So I see several places to improve the functionality of the script.

First off, the date is hard coded to 1 month ago (i think). Would be nice to pass that on the command line

It prompts for a password every time, which gets old after a while. So I will need a way to store passwords.

Multiple accounts from the same FI will overwrite each other when you download.

Part 4. Improvement of the script

By the way, an already improved version (ofx-ba.py) is on that same site. That version adds bank statement functionality to the script.

The changes I've mentioned are really not that interesting to discuss except for storing the passwords. Basically, I need to store the passwords in a format that the program will be able to decrypt and interpret. I didn't want to do a whole lot of parsing of the file either. That gets tedious to code.

Luckily, Python provides pretty much everything we need here. The easiest way to store passwords and associate them with FI's is in a dictionary. We already use a dictionary to store the data for each FI in the beginning of the file.

Storing a Dictionary in a file

You can retrieve the declaration of a dictionary using the repr() function in Python. This returns a string that, if passed to eval(), should return exactly the same construct that we had before. So it seems like a pretty simple matter to construct the dictionary by hand in a Python prompt and write out its repr to a file, from whence it can be read and eval'ed later to yield the original dictionary.

Encrypting the file

So once we've created this dictionary and established how to store it reliably, we need to be able to encrypt it. I'm not wild about the idea of my passwords to all my accounts just sitting somewhere in a plaintext file. I don't know about you.
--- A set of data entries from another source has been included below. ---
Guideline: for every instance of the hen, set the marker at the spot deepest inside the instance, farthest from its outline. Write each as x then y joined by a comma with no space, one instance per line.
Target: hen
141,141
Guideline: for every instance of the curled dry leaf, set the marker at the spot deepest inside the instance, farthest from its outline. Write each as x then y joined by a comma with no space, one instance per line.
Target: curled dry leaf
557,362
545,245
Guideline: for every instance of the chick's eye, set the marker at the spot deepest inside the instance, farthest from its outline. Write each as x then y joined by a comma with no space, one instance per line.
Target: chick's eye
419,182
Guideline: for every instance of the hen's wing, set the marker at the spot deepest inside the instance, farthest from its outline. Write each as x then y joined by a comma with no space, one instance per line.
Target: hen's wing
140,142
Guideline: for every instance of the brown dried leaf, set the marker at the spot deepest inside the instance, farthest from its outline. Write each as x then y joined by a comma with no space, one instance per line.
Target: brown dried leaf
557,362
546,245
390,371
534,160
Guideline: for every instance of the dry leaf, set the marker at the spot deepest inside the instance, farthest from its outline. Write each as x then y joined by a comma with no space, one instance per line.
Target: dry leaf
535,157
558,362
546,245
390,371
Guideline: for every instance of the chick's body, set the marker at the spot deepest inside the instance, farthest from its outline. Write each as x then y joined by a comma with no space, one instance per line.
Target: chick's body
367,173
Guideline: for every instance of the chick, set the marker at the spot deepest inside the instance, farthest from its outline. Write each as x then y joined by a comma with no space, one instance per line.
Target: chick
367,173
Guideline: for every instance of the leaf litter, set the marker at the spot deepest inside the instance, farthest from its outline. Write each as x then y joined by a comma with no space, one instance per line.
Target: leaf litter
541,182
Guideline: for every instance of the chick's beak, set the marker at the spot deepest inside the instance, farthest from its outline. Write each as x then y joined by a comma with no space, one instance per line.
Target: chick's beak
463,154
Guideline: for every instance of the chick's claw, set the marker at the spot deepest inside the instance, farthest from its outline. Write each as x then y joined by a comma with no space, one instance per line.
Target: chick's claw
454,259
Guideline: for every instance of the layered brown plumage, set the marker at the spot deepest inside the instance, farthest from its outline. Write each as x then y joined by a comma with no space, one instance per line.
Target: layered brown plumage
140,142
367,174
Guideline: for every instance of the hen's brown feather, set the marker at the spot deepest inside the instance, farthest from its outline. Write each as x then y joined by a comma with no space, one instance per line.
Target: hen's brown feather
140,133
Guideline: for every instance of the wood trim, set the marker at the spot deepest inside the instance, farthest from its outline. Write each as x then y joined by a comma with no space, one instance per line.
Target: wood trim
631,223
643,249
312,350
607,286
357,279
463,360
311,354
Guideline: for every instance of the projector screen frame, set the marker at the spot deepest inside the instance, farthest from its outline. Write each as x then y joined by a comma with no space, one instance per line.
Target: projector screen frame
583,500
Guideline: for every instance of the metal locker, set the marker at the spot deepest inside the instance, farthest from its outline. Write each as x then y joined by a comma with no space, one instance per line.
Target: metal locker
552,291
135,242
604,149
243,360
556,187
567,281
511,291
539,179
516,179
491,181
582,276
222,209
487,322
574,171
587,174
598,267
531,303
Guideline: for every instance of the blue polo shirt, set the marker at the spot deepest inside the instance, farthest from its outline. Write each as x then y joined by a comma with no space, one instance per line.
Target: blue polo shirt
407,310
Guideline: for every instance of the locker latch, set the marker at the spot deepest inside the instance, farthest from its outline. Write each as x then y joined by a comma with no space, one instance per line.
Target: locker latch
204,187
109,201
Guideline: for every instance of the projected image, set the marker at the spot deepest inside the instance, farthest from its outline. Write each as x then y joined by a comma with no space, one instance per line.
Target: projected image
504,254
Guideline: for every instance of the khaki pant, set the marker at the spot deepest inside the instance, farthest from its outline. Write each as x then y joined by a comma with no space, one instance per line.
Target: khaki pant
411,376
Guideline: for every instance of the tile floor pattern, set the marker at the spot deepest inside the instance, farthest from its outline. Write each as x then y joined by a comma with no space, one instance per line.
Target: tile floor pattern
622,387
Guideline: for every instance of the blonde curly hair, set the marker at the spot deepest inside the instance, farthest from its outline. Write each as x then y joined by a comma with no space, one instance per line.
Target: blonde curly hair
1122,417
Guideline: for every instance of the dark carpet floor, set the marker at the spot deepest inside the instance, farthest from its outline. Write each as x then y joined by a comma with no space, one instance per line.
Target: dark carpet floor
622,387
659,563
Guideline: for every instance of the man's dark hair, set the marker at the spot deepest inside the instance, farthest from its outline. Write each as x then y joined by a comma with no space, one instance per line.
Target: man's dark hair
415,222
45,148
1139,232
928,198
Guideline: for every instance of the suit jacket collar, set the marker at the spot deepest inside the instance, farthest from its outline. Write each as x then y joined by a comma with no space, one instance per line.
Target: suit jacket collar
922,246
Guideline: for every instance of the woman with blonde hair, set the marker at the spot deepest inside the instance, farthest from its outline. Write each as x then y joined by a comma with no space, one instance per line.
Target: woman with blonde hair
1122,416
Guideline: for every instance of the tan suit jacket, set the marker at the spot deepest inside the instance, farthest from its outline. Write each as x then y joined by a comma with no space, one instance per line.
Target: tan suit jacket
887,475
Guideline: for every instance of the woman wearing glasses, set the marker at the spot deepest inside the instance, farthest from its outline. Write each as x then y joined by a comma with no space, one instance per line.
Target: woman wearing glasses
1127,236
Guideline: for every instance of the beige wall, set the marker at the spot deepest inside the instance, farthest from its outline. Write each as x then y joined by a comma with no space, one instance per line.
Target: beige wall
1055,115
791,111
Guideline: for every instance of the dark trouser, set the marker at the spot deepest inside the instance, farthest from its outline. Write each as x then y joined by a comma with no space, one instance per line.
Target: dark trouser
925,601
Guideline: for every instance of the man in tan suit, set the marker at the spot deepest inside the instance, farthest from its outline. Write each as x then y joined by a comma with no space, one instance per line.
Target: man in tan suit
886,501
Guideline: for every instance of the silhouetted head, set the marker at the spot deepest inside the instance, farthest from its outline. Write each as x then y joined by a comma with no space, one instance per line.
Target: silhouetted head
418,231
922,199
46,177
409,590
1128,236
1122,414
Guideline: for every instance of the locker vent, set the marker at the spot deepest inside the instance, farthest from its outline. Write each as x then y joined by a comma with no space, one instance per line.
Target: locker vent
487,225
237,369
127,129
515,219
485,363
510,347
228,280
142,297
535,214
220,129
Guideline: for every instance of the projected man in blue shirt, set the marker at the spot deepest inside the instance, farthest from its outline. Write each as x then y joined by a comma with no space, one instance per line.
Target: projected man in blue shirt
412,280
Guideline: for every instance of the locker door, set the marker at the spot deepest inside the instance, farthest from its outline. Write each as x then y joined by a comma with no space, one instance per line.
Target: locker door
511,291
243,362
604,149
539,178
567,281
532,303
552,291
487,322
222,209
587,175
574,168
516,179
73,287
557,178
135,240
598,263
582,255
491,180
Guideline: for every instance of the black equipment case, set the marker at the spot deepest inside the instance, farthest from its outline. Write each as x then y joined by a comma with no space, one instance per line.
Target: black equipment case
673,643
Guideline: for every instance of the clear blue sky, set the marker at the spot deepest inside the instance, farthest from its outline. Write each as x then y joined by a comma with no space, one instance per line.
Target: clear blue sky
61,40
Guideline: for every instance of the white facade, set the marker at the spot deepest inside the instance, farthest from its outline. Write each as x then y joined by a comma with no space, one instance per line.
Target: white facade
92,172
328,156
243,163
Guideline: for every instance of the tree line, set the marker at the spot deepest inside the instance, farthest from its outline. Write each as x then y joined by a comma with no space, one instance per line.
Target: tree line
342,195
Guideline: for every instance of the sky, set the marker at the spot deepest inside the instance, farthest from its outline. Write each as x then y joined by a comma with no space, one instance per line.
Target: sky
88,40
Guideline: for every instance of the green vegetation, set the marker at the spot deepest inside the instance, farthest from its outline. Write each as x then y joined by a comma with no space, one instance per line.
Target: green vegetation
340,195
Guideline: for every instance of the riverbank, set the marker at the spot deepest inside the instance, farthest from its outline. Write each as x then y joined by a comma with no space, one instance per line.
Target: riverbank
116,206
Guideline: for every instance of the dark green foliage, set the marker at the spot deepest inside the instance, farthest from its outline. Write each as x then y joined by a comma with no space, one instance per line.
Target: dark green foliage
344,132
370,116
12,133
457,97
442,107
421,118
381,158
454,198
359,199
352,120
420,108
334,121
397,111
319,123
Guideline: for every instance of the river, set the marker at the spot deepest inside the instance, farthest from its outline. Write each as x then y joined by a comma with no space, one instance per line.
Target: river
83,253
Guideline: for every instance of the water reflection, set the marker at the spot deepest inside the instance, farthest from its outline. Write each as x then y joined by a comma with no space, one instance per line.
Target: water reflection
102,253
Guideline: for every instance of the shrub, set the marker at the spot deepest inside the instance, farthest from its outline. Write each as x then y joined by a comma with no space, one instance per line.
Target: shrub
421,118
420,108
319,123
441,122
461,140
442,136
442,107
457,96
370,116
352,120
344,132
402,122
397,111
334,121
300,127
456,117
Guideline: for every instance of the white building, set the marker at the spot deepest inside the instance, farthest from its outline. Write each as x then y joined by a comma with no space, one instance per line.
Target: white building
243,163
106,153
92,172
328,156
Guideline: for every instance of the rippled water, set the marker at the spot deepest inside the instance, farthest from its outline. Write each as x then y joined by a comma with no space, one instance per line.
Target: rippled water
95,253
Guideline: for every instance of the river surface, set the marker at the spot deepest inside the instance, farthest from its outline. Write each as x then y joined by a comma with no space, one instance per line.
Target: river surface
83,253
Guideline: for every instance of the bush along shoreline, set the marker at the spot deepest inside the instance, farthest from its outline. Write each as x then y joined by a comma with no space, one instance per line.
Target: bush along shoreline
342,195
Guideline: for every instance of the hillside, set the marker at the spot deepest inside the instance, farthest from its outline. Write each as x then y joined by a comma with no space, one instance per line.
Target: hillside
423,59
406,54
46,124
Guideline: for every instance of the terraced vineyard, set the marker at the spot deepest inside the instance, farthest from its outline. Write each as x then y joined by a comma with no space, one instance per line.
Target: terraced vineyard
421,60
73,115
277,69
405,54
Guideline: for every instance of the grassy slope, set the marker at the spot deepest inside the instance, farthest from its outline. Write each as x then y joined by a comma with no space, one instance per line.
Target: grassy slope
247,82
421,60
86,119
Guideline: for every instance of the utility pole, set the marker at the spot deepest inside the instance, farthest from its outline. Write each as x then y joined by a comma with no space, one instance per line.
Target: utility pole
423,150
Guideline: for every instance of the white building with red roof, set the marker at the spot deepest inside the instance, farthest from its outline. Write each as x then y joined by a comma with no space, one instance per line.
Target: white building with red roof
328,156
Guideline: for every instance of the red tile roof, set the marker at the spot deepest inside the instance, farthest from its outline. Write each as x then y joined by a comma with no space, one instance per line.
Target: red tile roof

Encryption is in itself a really interesting subject. I took a pretty good course on it my last semester at Tech. It's really not the complicated to understand, but man it is difficult to develop in the first place. One of the best encryptions out there is AES. It's a replacement for the older DES, and it is much stronger.

PyCrypto is an excellent implementation of a handful of encryption protocols that is not included in the base Python library. It's very easy to use, and it has good documentation. It will have to be compiled from source, but if you're used to linux, you've probably compiled more programs than you'd care to think about anyway.

So download PyCrypto and install it. The correct import line is "from Crypto.Cipher import AES" . From there, you just create the encryption/decryption object with a password that is a multiple of 16 characters long. I personally used string.ljust(16) to pad my password to 16 chars.

Finally we encrypt the repr() of the dict and write it out to a file. Voila! Encrypted passwords are stored for later recovery.

Part 5. Trading one password for another!

Ok not quite voila yet. We've succeeded in storing all the passwords in an encrypted file, but now we have to decrypt the file every time we run the program! So far we've really accomplished nothing as far as time savings goes. I created a bash script that simply called the program multiple times, once for each account. So every time it prompts me to decrypt the password file. This is unacceptable!

My solution was to use an environment variable to pass the password on to each run of the ofx-ba.py script. So we need to modify the script to check for a specific environment variable, $PASS, before prompting the user for a password. If $PASS is present, then we use that password and hope for the best. If the decryption fails, then the program exits anyway. So no harm done.

Environment Variables

Python to the rescue once again! The os module allows us to examine the environment variables, which are pulled into a convenient dictionary form. So we can just check the dictionary for the $PASS variable

if "PASS" in os.environ: print "Using environmental variable $PASS to decrypt passwords file" passwd = os.environ["PASS"]
Getting the Password in bash

So the last thing that needs to be done is to get the password in bash to put in the $PASS variable. A little googling turned up the following

if [ -e passwords ] then read -s -p "Enter password for decrypting stored passwords: " PASS fi

"passwords" is the name of the encrypted file. Then we can call the Python script with the desired env variable set.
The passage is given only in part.